120 massacred as carnage returns to Iraq
Two suicide bombers killed 120 people and wounded more than 200 in attacks near a Shiite holy shrine and a police recruiting centre on Thursday, the bloodiest day in Iraq for four months. Iraq's prime minister denounced the violence as an attempt to derail the political. But Iraq's largest Shiite party, the Supreme Council for the Islamic Revolution (SCIRI) in Iraq, blamed Sunni Arab groups that fared poorly in the elections for inciting the violence. SCIRI warned that Shiite patience was wearing thin and accused the U.S.-led coalition forces of restraining the Iraqi army and its police and security forces.
The suicide bombers struck in Kerbala, one of Shiite Islam's holiest cities, and Ramadi, a Sunni Arab stronghold in western Anbar province and a hotbed of the insurgency. The Kerbala bomber detonated an explosive belt laced with ball bearings and a grenade, killing 50 and wounding 138 at a market within sight of the golden dome of the Imam Hussein shrine, one of the holiest sites in Shiite Islam. Television pictures showed pools of blood in the street, which was littered with debris. Passers-by loaded the wounded into the backs of cars and vans, and one black-clad woman stood crying while clutching her dead or wounded baby to her chest.
About an hour after the Kerbala blast, another bomber blew himself up near police recruits in the western city of Ramadi, killing 70 people and wounding 65, hospital sources said. The U.S. military said the blast ripped through a line of some 1,000 men waiting to be security screened at a glass and ceramics works that was used as a temporary recruiting centre.
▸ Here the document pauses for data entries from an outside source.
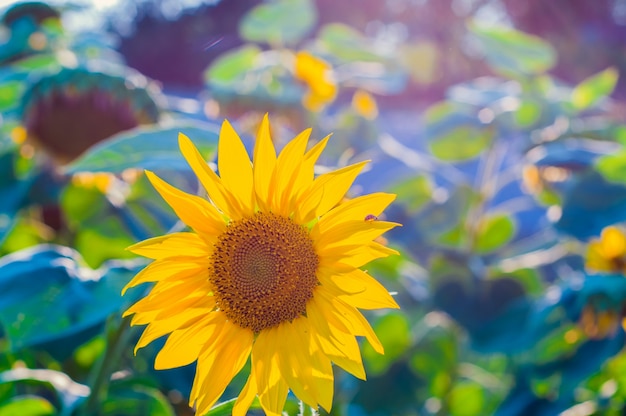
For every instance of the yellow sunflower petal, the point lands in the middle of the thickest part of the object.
(341, 312)
(352, 232)
(613, 242)
(303, 365)
(264, 163)
(156, 329)
(272, 388)
(336, 342)
(166, 300)
(372, 295)
(305, 173)
(183, 346)
(235, 167)
(287, 167)
(172, 266)
(327, 191)
(209, 179)
(356, 209)
(194, 211)
(311, 318)
(145, 316)
(176, 244)
(246, 397)
(219, 362)
(596, 259)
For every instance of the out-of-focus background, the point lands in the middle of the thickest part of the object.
(500, 125)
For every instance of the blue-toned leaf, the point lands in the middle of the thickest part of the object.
(467, 398)
(393, 332)
(591, 203)
(512, 52)
(135, 400)
(46, 295)
(152, 148)
(493, 232)
(226, 408)
(232, 66)
(346, 43)
(13, 193)
(69, 392)
(27, 406)
(613, 166)
(594, 88)
(280, 22)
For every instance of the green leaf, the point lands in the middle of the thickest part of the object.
(151, 148)
(230, 67)
(346, 43)
(393, 332)
(594, 88)
(48, 296)
(467, 398)
(135, 400)
(27, 406)
(528, 113)
(561, 342)
(494, 232)
(414, 192)
(460, 143)
(529, 278)
(10, 93)
(226, 408)
(281, 22)
(613, 166)
(68, 392)
(514, 53)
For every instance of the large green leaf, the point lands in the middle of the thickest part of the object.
(494, 232)
(393, 332)
(280, 22)
(514, 53)
(69, 393)
(230, 67)
(613, 166)
(135, 400)
(460, 143)
(27, 406)
(48, 298)
(466, 398)
(594, 88)
(346, 43)
(10, 92)
(414, 192)
(152, 148)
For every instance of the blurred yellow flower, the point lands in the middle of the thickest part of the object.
(317, 74)
(364, 104)
(270, 272)
(598, 324)
(608, 253)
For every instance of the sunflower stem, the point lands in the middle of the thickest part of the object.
(118, 335)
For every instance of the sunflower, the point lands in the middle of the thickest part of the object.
(608, 253)
(269, 273)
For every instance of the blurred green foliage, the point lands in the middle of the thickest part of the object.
(501, 185)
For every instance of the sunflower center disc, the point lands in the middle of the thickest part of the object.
(263, 270)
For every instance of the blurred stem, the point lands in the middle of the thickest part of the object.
(486, 186)
(118, 335)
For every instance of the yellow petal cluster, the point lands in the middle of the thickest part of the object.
(608, 253)
(279, 198)
(317, 74)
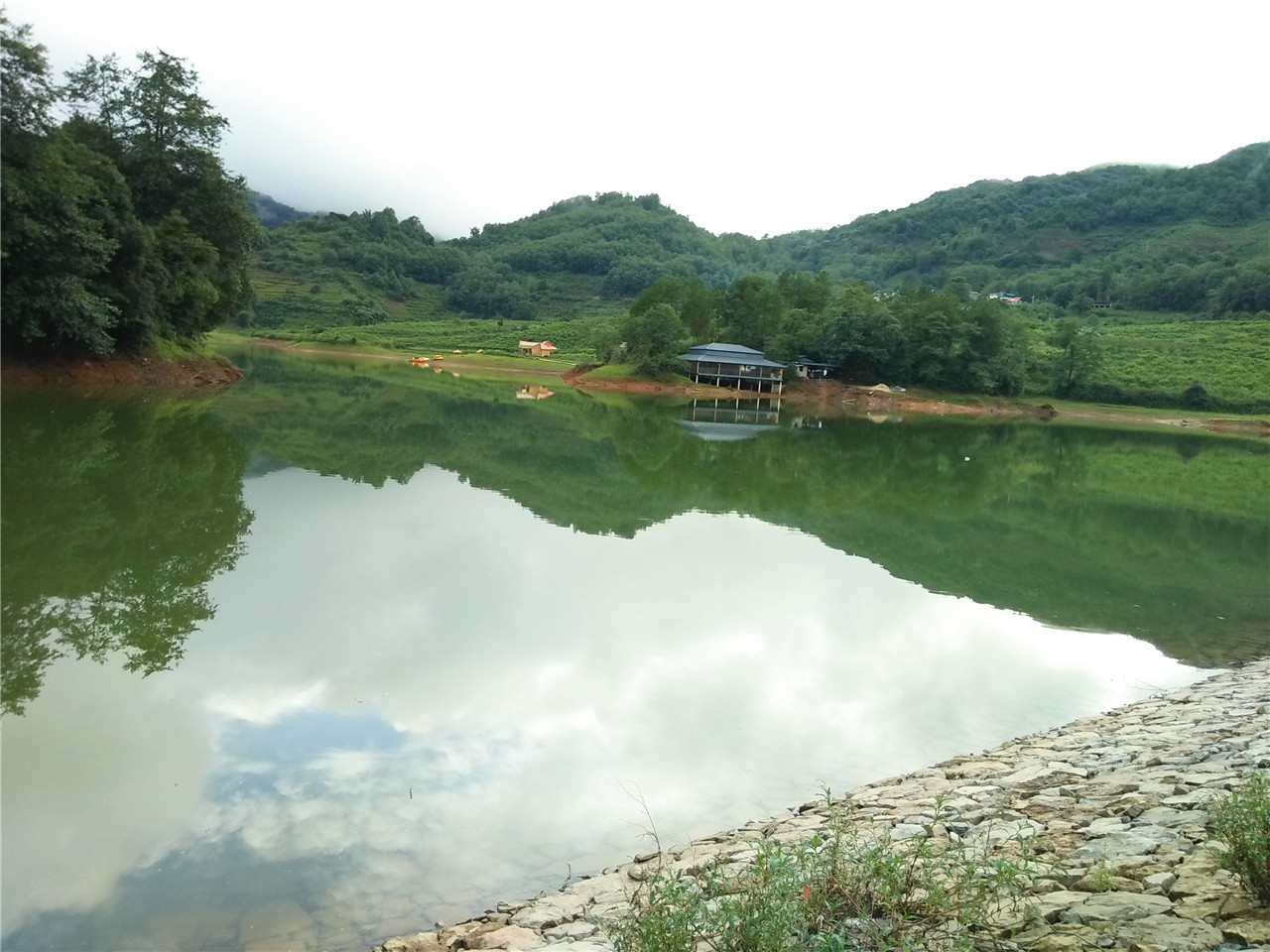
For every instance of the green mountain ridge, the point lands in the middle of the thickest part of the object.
(1194, 239)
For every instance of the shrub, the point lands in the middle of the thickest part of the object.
(1242, 821)
(846, 889)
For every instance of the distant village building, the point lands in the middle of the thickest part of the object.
(734, 366)
(538, 348)
(534, 391)
(807, 368)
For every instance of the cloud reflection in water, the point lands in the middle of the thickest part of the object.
(420, 698)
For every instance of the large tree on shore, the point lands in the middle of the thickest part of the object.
(121, 223)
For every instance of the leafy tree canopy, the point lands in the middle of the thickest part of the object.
(121, 222)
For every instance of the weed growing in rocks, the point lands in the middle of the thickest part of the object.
(1241, 820)
(844, 889)
(1101, 878)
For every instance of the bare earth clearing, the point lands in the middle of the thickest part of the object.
(826, 397)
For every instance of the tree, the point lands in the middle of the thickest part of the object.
(121, 223)
(653, 338)
(1079, 357)
(26, 87)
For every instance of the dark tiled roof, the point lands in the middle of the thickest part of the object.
(728, 353)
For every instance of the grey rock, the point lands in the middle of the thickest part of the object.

After the debris and body parts had been cleared away, hundreds of Iraqis returned to the queue, the military said.
Coming a day after 58 people died in a wave of bombings and shootings, the latest bloodshed ratcheted up tension between Iraq's minority Sunni Arabs and majority Shiites. "This is a war against Shiites," said Rida Jawad al-Takia, a senior SCIRI member. "Apparently to the terrorists, no Shiite child or woman should live," he told Reuters. "We are really worried. It seems they want a civil war."
In a separate statement, SCIRI said that U.S.-led coalition forces were preventing Iraq's army and police from stopping insurgents, an apparent reference to increased American oversight of Shiite-dominated security forces following widespread charges of abuse - especially of Sunni Arab detainees. "The multinational forces, and the political entities that declared their support for terrorism, bear the responsibility for the bloodshed that happened in the recent few days. They should know that the patience of our people will not last for a long time," it said.
"It's an odious crime which shows the savagery and sectarianism of these criminals," said Jawad al-Maliki, a top leader from Prime Minister Ibrahim al-Jaafari's Daawa party, speaking of the attack in Kerbala. "They are trying to change the results through terror," he said in a veiled reference to complaints by Sunni-based parties of ballot-rigging in the poll.
President Jalal Talabani blamed the attacks on "groups of dark terror" and said they would fail to stop Iraqis forming a national unity government capable of meeting the demands of the country's rival sects and ethnic groups.
A senior official in the Iraqi Accordance Movement, the main minority Sunni coalition, denounced the violence and called for solidarity among Iraqis to defeat it, but he blamed the government for allowing it to happen. "This government has not only failed to end violence, but it has become an accomplice in the cycle of violence by adopting sectarian policies and by weakening the state and strengthening militia groups," Izzat al-Shahbandar said.